A third issue is how long Mahathir will stay as prime minister. He has denied the existence of an agreed timeline for a handover of power, and has said it may take more than the two years which many assumed.
There also has to be a careful transition. This may entail current Deputy Prime Minister Wan Azizah Wan Ismail, who is Anwar’s wife, making way for her husband. Who will then assume the deputy prime minister post once Anwar takes over?
The person must have good chemistry with Anwar. Malaysia’s political history has shown how tensions between prime ministers and deputy prime ministers can divide the nation.
All in all, it will not be smooth sailing for PM-in-waiting Anwar. The public will now scrutinise his words closely.
What is his outlook of international relations? What are his plans to revive the economy? How will he handle the ever-tricky racial and religious politics?
He has already spoken at international forums, including here in Singapore, because there is a lot of interest in understanding how he really thinks on race and religion, and especially when we see the polarisation between conservatives and progressives.
Recent controversies such as the permissibility of khalwat raids, beer festivals and LGBT (lesbian, gay, bisexual and transgender) issues are tricky challenges that require clear direction from the top leader.
Sure, Anwar may be Malaysia’s prime minister in 2020, the year according to Mahathir’s vision when the country will achieve “developed” status.
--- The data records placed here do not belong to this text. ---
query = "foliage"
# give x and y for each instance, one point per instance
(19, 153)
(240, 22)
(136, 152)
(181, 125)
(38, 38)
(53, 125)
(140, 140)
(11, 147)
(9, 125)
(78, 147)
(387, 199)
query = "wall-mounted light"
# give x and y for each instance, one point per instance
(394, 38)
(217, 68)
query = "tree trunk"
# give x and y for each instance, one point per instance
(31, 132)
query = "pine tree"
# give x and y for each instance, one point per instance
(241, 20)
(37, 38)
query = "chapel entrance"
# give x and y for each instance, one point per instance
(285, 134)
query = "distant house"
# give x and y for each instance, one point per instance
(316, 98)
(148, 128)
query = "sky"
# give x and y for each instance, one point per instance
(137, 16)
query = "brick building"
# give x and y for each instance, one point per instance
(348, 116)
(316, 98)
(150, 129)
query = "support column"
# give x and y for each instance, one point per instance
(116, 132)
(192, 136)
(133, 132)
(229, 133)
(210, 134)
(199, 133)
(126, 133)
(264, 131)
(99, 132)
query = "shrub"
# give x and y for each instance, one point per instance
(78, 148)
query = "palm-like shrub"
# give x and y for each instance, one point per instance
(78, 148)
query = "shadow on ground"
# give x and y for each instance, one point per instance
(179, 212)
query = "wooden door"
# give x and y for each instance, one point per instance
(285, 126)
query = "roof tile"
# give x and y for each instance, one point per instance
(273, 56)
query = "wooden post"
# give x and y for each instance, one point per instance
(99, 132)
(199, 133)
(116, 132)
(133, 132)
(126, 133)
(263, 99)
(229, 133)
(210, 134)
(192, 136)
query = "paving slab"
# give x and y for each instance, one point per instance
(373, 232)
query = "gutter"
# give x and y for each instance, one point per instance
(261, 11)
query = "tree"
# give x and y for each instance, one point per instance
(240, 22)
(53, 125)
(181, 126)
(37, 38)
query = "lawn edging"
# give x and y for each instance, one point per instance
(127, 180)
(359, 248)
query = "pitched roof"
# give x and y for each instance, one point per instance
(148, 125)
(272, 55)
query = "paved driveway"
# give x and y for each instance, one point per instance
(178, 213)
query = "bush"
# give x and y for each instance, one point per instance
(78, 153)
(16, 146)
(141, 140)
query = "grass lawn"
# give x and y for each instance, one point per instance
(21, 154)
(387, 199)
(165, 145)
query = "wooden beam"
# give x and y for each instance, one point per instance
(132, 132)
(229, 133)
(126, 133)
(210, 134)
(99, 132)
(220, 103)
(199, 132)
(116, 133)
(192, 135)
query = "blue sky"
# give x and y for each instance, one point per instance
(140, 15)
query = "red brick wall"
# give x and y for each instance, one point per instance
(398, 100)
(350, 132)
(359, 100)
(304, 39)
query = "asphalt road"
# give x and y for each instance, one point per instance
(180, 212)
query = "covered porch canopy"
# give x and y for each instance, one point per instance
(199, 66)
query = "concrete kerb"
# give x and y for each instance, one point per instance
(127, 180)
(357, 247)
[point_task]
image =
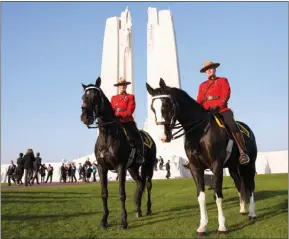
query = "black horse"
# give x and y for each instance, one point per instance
(112, 151)
(208, 145)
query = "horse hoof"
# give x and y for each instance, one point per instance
(103, 225)
(201, 234)
(221, 232)
(149, 213)
(253, 218)
(123, 226)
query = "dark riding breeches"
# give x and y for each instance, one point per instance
(134, 136)
(228, 119)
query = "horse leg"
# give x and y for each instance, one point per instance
(122, 195)
(237, 180)
(139, 189)
(198, 176)
(252, 214)
(104, 195)
(218, 182)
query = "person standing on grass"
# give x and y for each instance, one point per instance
(42, 172)
(49, 173)
(11, 173)
(36, 167)
(168, 168)
(73, 171)
(28, 166)
(20, 168)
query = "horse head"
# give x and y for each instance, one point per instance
(92, 102)
(164, 109)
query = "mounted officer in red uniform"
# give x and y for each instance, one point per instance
(123, 106)
(214, 94)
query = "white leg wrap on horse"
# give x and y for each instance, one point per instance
(242, 205)
(252, 206)
(221, 217)
(204, 216)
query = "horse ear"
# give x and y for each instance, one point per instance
(163, 85)
(150, 89)
(84, 86)
(98, 82)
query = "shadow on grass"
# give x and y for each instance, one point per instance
(45, 192)
(261, 195)
(155, 220)
(39, 217)
(4, 202)
(16, 197)
(281, 208)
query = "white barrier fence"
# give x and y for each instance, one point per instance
(267, 163)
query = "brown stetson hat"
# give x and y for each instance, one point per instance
(122, 81)
(208, 65)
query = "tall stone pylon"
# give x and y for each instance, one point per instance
(162, 62)
(117, 54)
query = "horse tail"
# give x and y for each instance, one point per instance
(248, 172)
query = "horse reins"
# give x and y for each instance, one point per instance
(172, 125)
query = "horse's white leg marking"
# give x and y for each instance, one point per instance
(204, 216)
(221, 217)
(242, 205)
(252, 206)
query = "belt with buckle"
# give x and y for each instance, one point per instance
(208, 98)
(120, 109)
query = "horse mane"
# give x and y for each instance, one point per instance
(185, 98)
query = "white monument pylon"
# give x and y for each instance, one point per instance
(162, 62)
(117, 54)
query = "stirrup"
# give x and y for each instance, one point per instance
(140, 159)
(244, 159)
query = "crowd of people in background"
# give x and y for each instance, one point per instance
(31, 168)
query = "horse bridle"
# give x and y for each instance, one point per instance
(97, 109)
(173, 119)
(172, 125)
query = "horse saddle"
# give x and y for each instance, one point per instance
(239, 125)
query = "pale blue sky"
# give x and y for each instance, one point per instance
(50, 48)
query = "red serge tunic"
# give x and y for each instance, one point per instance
(123, 105)
(214, 93)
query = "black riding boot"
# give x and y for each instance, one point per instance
(136, 155)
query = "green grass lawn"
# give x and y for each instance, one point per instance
(75, 211)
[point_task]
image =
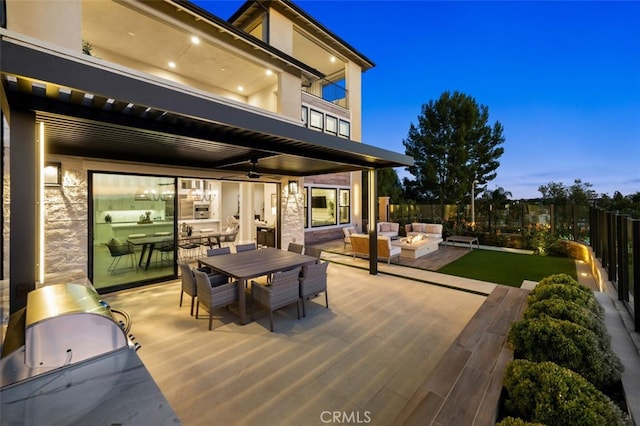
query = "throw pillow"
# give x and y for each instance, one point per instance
(432, 229)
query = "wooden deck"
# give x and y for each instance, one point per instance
(464, 387)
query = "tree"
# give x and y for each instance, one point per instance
(580, 193)
(452, 145)
(497, 197)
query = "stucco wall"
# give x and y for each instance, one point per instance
(57, 22)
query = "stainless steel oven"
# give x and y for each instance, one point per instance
(201, 211)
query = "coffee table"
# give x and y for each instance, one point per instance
(418, 248)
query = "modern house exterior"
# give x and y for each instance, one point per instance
(129, 118)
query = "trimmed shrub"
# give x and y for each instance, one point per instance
(568, 345)
(569, 311)
(549, 394)
(560, 279)
(577, 294)
(516, 421)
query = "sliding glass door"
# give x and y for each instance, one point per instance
(133, 224)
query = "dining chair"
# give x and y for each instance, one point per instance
(245, 247)
(188, 283)
(166, 249)
(313, 281)
(314, 252)
(118, 250)
(229, 239)
(295, 248)
(218, 251)
(284, 290)
(189, 248)
(347, 235)
(214, 297)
Yet, Malaysia in 2020 is not Malaysia in 1998, the year Anwar would have been prime minister had all things gone according to plan.
Malaysian society in 2020 will likely be a more fragmented one, and the prime minister cannot afford to pander to different segments in the community by riding on populist sentiments. He has to be clear on what he truly stands for.
Dr Norshahril Saat is a fellow at ISEAS-Yusof Ishak Institute. He is also the author of The State, Ulama and Islam in Malaysia and Indonesia.